第七十八回
東欧ジャズの哀感にふれる

2024.07.01

文/岡崎 正通

国境の壁を越えて、自由な交わりをみせる音楽。そんな伝統、文化の融合のはしりともいえる、東欧のジャズ・プレイヤーが聴かせる哀感。そしてアゼルバイジャン出身のミュージシャンが聴かせる現代のジャズ・アルバムをピックアップした。

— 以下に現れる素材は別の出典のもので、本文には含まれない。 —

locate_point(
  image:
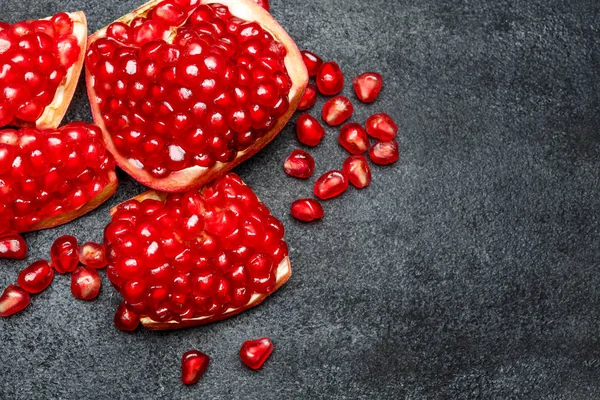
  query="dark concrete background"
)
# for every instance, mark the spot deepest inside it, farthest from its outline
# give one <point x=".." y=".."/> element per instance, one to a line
<point x="467" y="270"/>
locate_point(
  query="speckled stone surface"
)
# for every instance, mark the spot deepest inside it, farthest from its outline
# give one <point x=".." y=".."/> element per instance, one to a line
<point x="470" y="269"/>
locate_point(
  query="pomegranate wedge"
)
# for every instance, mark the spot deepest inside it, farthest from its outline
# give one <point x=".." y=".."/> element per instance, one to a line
<point x="40" y="64"/>
<point x="182" y="260"/>
<point x="186" y="90"/>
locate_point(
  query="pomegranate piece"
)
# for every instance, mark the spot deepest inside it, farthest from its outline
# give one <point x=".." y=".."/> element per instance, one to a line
<point x="309" y="130"/>
<point x="307" y="210"/>
<point x="367" y="86"/>
<point x="193" y="366"/>
<point x="65" y="254"/>
<point x="331" y="184"/>
<point x="51" y="177"/>
<point x="381" y="126"/>
<point x="299" y="164"/>
<point x="13" y="300"/>
<point x="187" y="259"/>
<point x="330" y="79"/>
<point x="185" y="91"/>
<point x="254" y="353"/>
<point x="337" y="110"/>
<point x="357" y="169"/>
<point x="41" y="63"/>
<point x="12" y="245"/>
<point x="36" y="277"/>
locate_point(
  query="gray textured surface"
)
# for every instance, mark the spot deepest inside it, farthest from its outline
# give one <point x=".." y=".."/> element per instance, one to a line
<point x="467" y="270"/>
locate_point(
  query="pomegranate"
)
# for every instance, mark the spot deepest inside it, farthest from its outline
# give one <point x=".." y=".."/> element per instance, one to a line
<point x="40" y="65"/>
<point x="182" y="260"/>
<point x="186" y="90"/>
<point x="51" y="177"/>
<point x="254" y="353"/>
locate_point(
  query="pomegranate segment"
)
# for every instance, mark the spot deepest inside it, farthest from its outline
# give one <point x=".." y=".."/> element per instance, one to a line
<point x="40" y="67"/>
<point x="188" y="259"/>
<point x="185" y="91"/>
<point x="51" y="177"/>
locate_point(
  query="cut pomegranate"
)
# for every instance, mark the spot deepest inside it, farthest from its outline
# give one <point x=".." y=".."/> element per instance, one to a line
<point x="381" y="126"/>
<point x="307" y="210"/>
<point x="337" y="110"/>
<point x="13" y="246"/>
<point x="330" y="79"/>
<point x="50" y="177"/>
<point x="186" y="91"/>
<point x="40" y="65"/>
<point x="367" y="86"/>
<point x="193" y="366"/>
<point x="182" y="260"/>
<point x="36" y="277"/>
<point x="254" y="353"/>
<point x="331" y="184"/>
<point x="357" y="169"/>
<point x="384" y="153"/>
<point x="13" y="300"/>
<point x="309" y="130"/>
<point x="299" y="164"/>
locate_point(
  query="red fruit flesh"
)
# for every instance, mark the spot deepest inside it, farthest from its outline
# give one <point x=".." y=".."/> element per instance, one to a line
<point x="330" y="79"/>
<point x="384" y="153"/>
<point x="51" y="177"/>
<point x="367" y="86"/>
<point x="186" y="260"/>
<point x="13" y="300"/>
<point x="307" y="210"/>
<point x="191" y="90"/>
<point x="330" y="184"/>
<point x="254" y="353"/>
<point x="337" y="110"/>
<point x="381" y="126"/>
<point x="13" y="246"/>
<point x="40" y="63"/>
<point x="357" y="169"/>
<point x="299" y="164"/>
<point x="36" y="277"/>
<point x="309" y="130"/>
<point x="193" y="366"/>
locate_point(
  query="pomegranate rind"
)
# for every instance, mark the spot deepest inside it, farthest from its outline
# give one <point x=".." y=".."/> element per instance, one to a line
<point x="194" y="177"/>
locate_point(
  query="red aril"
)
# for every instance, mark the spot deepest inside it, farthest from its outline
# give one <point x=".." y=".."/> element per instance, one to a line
<point x="36" y="277"/>
<point x="299" y="164"/>
<point x="357" y="169"/>
<point x="309" y="130"/>
<point x="330" y="184"/>
<point x="384" y="153"/>
<point x="367" y="86"/>
<point x="184" y="92"/>
<point x="337" y="110"/>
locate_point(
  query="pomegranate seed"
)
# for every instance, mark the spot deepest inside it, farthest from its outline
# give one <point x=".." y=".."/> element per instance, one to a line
<point x="330" y="184"/>
<point x="309" y="130"/>
<point x="36" y="277"/>
<point x="193" y="366"/>
<point x="381" y="126"/>
<point x="367" y="86"/>
<point x="337" y="110"/>
<point x="307" y="210"/>
<point x="357" y="169"/>
<point x="299" y="164"/>
<point x="254" y="353"/>
<point x="13" y="300"/>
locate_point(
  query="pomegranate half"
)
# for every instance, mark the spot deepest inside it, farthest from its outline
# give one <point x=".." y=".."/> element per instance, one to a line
<point x="185" y="90"/>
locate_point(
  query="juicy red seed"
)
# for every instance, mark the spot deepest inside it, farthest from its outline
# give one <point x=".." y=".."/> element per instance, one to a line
<point x="330" y="184"/>
<point x="254" y="353"/>
<point x="299" y="164"/>
<point x="307" y="210"/>
<point x="193" y="366"/>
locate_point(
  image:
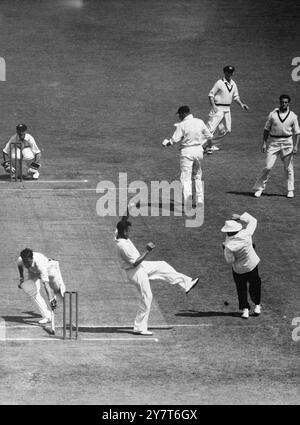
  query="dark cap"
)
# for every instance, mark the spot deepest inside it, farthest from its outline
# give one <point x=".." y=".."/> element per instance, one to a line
<point x="123" y="225"/>
<point x="228" y="68"/>
<point x="21" y="127"/>
<point x="183" y="110"/>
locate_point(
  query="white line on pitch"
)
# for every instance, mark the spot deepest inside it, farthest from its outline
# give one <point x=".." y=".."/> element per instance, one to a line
<point x="120" y="339"/>
<point x="57" y="181"/>
<point x="81" y="339"/>
<point x="2" y="329"/>
<point x="114" y="326"/>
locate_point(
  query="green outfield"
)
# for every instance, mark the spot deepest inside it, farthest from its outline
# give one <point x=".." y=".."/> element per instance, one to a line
<point x="98" y="84"/>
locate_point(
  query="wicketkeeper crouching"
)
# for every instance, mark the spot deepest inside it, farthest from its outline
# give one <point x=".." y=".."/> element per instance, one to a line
<point x="31" y="155"/>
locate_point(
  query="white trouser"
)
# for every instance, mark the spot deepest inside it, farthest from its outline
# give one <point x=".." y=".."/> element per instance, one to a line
<point x="190" y="166"/>
<point x="275" y="149"/>
<point x="28" y="157"/>
<point x="150" y="271"/>
<point x="219" y="123"/>
<point x="32" y="287"/>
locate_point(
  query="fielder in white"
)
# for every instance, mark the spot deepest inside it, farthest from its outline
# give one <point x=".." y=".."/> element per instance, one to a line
<point x="282" y="124"/>
<point x="141" y="273"/>
<point x="30" y="152"/>
<point x="41" y="270"/>
<point x="192" y="135"/>
<point x="220" y="98"/>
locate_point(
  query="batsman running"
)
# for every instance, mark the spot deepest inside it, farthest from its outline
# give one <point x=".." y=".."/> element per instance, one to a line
<point x="41" y="271"/>
<point x="31" y="155"/>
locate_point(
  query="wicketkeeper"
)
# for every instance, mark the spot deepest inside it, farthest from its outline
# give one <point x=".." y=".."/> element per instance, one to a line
<point x="31" y="154"/>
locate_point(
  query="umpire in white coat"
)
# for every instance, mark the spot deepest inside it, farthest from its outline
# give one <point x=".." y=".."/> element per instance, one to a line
<point x="240" y="253"/>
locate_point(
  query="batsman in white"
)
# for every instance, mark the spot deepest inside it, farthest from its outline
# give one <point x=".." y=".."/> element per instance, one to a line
<point x="220" y="97"/>
<point x="280" y="138"/>
<point x="31" y="154"/>
<point x="141" y="273"/>
<point x="192" y="135"/>
<point x="41" y="270"/>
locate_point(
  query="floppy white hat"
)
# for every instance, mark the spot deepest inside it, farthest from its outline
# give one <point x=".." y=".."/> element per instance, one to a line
<point x="231" y="226"/>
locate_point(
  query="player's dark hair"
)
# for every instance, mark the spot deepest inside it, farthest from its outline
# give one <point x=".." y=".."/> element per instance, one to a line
<point x="123" y="225"/>
<point x="26" y="253"/>
<point x="284" y="96"/>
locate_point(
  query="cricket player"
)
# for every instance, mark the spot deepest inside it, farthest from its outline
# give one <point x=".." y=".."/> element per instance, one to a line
<point x="240" y="253"/>
<point x="220" y="98"/>
<point x="141" y="273"/>
<point x="30" y="152"/>
<point x="41" y="270"/>
<point x="192" y="135"/>
<point x="280" y="138"/>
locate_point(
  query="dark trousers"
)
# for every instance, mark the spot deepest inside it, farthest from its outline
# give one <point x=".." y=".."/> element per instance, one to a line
<point x="241" y="281"/>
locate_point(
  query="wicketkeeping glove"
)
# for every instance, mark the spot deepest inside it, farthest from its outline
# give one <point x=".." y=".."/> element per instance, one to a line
<point x="6" y="166"/>
<point x="35" y="165"/>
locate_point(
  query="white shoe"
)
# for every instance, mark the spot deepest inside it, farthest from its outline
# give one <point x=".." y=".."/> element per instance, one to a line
<point x="258" y="193"/>
<point x="145" y="332"/>
<point x="194" y="283"/>
<point x="44" y="321"/>
<point x="245" y="314"/>
<point x="257" y="309"/>
<point x="199" y="200"/>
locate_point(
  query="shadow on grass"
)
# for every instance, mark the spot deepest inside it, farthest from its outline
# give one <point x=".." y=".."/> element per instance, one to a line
<point x="192" y="313"/>
<point x="4" y="177"/>
<point x="251" y="194"/>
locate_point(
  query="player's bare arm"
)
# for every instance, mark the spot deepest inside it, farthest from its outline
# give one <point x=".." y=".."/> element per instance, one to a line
<point x="149" y="247"/>
<point x="212" y="103"/>
<point x="264" y="143"/>
<point x="21" y="273"/>
<point x="296" y="141"/>
<point x="242" y="105"/>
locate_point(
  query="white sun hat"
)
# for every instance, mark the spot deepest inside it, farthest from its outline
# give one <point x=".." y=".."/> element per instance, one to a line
<point x="231" y="226"/>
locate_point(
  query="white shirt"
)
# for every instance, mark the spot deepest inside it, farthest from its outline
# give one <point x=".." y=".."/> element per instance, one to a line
<point x="127" y="253"/>
<point x="238" y="248"/>
<point x="39" y="266"/>
<point x="28" y="142"/>
<point x="190" y="132"/>
<point x="224" y="93"/>
<point x="282" y="125"/>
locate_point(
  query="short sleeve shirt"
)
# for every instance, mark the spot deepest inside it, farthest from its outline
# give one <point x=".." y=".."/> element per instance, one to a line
<point x="39" y="266"/>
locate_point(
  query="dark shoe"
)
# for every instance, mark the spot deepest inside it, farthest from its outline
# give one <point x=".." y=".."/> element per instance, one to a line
<point x="194" y="283"/>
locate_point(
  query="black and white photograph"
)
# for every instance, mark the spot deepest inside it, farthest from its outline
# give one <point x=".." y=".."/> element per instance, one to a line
<point x="149" y="185"/>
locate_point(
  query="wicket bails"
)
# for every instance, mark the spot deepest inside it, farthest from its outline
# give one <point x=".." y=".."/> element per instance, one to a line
<point x="68" y="303"/>
<point x="15" y="146"/>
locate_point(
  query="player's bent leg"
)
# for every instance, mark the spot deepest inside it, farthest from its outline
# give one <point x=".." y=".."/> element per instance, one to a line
<point x="164" y="272"/>
<point x="289" y="170"/>
<point x="139" y="277"/>
<point x="186" y="167"/>
<point x="55" y="278"/>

♯256 ポーランド・ジャズのカリスマ・トランペッターが奏でるのびやかな音楽

セプテンバー・ナイト/トーマス・スタンコ・カルテット

「セプテンバー・ナイト/トーマス・スタンコ・カルテット」
(ECM ⇒ ユニバーサルミュージック UCCE-1207)

ポーランドのジャズ界を牽引し続けて2018年に亡くなったカリスマ的存在のトランペッター、トーマス・スタンコ。彼が2004年におこなったアメリカ~ヨーロッパにわたる大規模なツアーの中から、9月にミュンヘンのホールで繰りひろげたステージの模様が20年の歳月を経て、この6月に陽の目をみた。1960年代からフリー・ジャズの洗礼を受け、最前線に立って奔放なプレイを模索していったトーマス・スタンコ。そんな彼の表現には激しさの中にもメランコリックな感情が流れていたが、それはスラブ民族の血のなせる業でもあるのだろう。自由に吹き上げられるメロディーは鋭いだけでなく、軽やかなフレーズの飛翔とともに豊かな空間の広がりをもっていて、どこまでも遠くの空気に溶け込んでゆくかのようだ。

そんな唯一無二のスタンコの世界は、この時期にひとつの大きなピークを迎えていた。ピアノのマルチン・ボシレフスキのトリオは、すでに“シンプル・アコースティック・トリオ”の名で長く活動をおこなってきただけあって、3人の息もぴったり。トーマス・スタンコ自身が“ポーランドのジャズ史上、このようなトリオは存在しなかったし、ますます彼らは良くなっている”と語っていたように、トリオの緻密なインタープレイがさらなるテンションを演奏にもたらしてゆく。フリーな冒険心を感じさせる<ヘルメントズ・ムード>や<カエターノ>。スケールの大きなバラード<エレガント・ピース>など、どれもがスタンコならではの創造の世界に遊ぶ思いのする美しいプレイばかりである。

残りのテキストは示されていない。